Mathematicians have found a new way to impose order on chaos in the form of an answer to a challenge which has puzzled them for nearly a century – a so-called Ramsey problem known as r(4,t).
In mathematics, Ramsey theory deals with the 'order in disorder'. No matter how complex a large system is, order will emerge as a smaller subsystem with unique structure.
Humans are pattern-seeking creatures living in a world of random chaos. We look for order in everything, from our lives, the world around us, to the Universe, and you could say Ramsey theory explains our ability to find it.
Ramsey numbers can be thought of as representing the boundaries of disorder. And it's notoriously hard to figure them out.
Since mathematician Frank Ramsey proved Ramsey's Theorem in the late 1920s, there's been perplexion on the specific problem that Sam Mattheus and Jacques Verstraete of the University of California, San Diego, finally cracked.
"Many people have thought about r(4,t) – it's been an open problem for over 90 years," Verstraete says.
"It really did take us years to solve. And there were many times where we were stuck and wondered if we'd be able to solve it at all."
A common analogy for Ramsey theory requires us to consider how many people to invite to a party so that at least three people will either already be acquainted with each other or at least three people will be total strangers to each other.
Here, the Ramsey number, r, is the minimum number of people needed at the party so that either s people know each other or t people don't know each other. This can be written as r(s,t), and we know the answer to r(3,3) = 6.

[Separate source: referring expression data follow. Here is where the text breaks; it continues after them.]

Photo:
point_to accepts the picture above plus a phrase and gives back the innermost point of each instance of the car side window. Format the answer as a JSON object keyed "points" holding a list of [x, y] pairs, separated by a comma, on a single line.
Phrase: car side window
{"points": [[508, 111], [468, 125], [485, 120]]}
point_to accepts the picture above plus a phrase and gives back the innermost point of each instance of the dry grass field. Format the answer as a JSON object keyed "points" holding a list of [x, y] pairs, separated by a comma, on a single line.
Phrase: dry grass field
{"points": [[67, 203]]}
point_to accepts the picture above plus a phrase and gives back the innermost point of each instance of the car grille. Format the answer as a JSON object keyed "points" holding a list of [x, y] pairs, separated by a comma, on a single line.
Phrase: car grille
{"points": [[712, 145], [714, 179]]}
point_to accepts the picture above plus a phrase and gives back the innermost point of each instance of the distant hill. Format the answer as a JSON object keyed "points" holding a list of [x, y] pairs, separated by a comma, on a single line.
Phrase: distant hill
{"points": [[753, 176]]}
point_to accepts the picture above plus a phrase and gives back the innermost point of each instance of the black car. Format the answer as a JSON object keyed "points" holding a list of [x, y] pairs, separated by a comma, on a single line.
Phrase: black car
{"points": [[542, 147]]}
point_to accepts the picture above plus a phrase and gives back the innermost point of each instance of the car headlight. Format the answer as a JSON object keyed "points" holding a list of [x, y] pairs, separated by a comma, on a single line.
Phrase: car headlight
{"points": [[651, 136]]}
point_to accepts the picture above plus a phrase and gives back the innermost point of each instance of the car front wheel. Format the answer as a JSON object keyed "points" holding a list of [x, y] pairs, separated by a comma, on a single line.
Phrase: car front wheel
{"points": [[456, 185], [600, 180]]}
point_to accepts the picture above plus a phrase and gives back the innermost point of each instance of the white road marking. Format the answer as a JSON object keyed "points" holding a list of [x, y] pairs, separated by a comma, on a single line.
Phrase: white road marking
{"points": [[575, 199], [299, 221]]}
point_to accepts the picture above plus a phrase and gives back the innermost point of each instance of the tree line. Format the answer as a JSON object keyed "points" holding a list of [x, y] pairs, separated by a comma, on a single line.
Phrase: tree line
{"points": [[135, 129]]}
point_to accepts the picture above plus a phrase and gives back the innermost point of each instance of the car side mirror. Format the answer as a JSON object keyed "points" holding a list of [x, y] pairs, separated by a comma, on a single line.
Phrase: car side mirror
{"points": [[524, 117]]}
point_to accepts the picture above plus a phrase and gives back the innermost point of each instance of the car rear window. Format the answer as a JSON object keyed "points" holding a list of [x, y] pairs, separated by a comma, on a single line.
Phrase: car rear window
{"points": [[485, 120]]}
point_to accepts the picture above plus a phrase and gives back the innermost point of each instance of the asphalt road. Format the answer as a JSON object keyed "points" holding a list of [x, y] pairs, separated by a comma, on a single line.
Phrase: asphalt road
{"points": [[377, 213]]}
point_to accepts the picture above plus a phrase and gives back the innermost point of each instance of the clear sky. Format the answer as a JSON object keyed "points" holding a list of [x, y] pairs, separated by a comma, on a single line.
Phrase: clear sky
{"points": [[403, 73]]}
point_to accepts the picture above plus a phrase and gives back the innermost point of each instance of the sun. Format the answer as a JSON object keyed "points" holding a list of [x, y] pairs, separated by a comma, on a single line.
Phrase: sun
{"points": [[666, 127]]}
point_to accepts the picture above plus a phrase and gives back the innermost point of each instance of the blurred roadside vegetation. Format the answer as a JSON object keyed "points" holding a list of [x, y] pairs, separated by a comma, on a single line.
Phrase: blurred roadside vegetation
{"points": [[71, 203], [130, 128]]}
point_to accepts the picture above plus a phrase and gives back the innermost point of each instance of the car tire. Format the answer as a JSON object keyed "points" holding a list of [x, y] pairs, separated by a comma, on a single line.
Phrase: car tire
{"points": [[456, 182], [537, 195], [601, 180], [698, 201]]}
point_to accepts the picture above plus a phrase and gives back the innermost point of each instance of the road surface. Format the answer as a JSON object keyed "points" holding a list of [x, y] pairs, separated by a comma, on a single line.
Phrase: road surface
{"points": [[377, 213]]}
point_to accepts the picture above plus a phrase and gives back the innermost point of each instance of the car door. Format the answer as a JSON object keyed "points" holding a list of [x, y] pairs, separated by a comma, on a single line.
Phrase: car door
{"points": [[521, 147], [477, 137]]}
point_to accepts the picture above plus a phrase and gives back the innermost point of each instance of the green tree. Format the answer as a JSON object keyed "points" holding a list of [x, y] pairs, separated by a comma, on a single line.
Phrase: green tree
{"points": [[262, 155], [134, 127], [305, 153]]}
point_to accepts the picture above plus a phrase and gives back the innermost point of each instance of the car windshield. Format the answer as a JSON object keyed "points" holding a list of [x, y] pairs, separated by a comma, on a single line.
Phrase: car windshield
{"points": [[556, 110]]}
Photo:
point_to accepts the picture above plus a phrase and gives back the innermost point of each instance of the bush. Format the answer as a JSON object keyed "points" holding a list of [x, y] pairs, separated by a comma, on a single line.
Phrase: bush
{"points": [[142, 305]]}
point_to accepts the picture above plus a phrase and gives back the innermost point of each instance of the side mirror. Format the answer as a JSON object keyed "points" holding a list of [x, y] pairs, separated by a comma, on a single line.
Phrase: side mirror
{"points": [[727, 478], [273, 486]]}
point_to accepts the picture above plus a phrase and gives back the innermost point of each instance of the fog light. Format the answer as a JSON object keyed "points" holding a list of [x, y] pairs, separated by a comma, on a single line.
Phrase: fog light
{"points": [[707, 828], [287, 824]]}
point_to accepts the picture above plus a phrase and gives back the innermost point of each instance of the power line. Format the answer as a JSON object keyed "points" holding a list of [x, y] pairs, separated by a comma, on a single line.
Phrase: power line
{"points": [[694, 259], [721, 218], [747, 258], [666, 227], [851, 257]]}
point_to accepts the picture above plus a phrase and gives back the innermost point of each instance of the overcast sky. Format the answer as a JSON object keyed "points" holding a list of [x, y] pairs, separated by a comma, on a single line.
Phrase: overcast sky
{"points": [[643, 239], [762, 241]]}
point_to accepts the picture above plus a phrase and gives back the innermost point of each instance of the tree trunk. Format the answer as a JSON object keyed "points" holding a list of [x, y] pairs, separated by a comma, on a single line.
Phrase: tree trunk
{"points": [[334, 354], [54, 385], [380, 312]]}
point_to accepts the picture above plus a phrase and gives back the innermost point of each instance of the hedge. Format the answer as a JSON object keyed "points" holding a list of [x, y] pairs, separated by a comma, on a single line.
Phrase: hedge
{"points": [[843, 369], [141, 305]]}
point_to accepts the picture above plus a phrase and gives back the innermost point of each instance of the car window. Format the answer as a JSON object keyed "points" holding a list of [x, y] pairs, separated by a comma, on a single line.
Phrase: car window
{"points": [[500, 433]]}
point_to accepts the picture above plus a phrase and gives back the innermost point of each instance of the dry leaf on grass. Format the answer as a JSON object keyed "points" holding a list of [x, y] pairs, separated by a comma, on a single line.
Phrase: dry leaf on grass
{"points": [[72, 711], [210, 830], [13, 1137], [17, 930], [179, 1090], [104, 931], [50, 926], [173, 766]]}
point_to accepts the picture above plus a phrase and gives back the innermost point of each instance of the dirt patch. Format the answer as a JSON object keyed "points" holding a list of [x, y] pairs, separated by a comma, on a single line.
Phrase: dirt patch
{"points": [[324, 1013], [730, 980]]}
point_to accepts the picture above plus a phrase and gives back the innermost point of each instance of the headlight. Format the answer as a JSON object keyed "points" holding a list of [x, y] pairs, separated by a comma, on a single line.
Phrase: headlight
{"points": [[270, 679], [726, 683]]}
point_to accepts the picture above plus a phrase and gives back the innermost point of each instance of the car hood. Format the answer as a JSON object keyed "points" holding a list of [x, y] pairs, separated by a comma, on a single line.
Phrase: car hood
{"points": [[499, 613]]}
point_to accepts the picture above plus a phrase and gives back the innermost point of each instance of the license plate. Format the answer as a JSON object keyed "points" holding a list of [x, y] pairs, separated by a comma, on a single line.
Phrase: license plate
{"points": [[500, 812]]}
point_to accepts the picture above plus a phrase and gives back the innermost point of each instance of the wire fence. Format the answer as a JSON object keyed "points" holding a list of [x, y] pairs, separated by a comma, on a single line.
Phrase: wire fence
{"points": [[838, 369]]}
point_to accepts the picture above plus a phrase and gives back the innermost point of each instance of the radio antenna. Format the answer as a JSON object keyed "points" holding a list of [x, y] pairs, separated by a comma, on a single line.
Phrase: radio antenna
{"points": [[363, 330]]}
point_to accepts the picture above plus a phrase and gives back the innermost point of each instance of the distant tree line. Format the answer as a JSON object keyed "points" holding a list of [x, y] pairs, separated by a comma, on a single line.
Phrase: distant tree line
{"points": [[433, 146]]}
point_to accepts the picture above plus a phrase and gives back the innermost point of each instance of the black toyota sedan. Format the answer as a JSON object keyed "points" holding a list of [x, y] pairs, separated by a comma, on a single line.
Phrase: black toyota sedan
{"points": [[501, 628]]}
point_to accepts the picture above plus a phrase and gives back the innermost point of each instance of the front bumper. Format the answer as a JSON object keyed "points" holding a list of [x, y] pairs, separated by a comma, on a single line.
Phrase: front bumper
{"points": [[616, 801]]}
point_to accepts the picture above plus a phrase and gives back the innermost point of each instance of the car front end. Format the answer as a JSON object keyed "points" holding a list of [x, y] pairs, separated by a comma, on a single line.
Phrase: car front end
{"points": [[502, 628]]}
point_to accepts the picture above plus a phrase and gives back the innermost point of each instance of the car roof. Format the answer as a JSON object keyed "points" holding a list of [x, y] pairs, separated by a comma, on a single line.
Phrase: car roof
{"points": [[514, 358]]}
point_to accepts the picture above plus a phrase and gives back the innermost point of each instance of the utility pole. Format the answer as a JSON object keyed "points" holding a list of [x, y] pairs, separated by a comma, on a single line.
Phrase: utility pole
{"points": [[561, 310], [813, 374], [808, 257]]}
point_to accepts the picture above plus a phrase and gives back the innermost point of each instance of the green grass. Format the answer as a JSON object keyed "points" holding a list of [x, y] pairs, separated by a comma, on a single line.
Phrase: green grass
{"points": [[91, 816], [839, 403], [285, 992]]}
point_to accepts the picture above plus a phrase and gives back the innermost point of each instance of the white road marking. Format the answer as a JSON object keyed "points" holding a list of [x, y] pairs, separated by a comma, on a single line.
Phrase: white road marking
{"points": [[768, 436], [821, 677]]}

"It's a fact of nature, an absolute truth. It doesn't matter what the situation is or which six people you pick – you will find three people who all know each other or three people who all don't know each other," Verstraete says.
"You may be able to find more, but you are guaranteed that there will be at least three in one clique or the other."
Ramsey problems are traditionally solved using random graphs. For example, with s plotted as points with blue lines between them and t as points with red lines. If a graph is large enough you'll find order, but it gets complicated quickly.
Mathematicians demonstrated a theorem in the 1930s that would later indicate the answer to r(4, 4) is 18. And since 1995 we've known r(4,5) = 25. So cap your guest list at 24 if you want to keep a possibility of not inviting either four acquaintances or five strangers.
We're not sure if there are implications to four acquaintances catching up or bringing together five strangers to swap stories. But if you invite 25 people to a party, Ramsey theory says you can be certain one of those will happen.
Party dynamics aside, finding the Ramsey number for a problem essentially means figuring out the fewest elements a system needs to have to be sure of a certain property.
It's useful in computer science and mathematics to structure communication networks, and create fraud detection algorithms, among other things.
"Because these numbers are so notoriously difficult to find, mathematicians look for estimations," Verstraete explains. "How do we find not the exact answer, but the best estimates for what these Ramsey numbers might be?"
But Verstraete struggled to create a pseudorandom graph for r(4,t), so he and Mattheus tackled the longstanding problem by combining the field of finite geometry with graph theory.
With the help of a Hermitian unital used in finite geometry, the researchers fixed s (mutual acquaintances) at 4 and studied the Ramsey number as t (strangers) increased.
After almost a year and several math obstacles, they found r(4,t) is close to a cubic function of t. For a party with four people who all know each other or t people who don't, you need t3 people.
As the researchers state, this is a best estimate, but t3 is very close to the exact answer. If you're interested, their result can be expressed mathematically as:
r(4,t) = Ω(t3/log4t ) as t → ∞
The team believes their approach will be useful for other Ramsey numbers and could aid in the estimation of other mathematical functions.
"One should never give up, no matter how long it takes," Verstraete says. "If you find that the problem is hard and you're stuck, that means it's a good problem."
A preprint of the study is available on arXiv, and it's currently being reviewed by the journal Annals of Mathematics.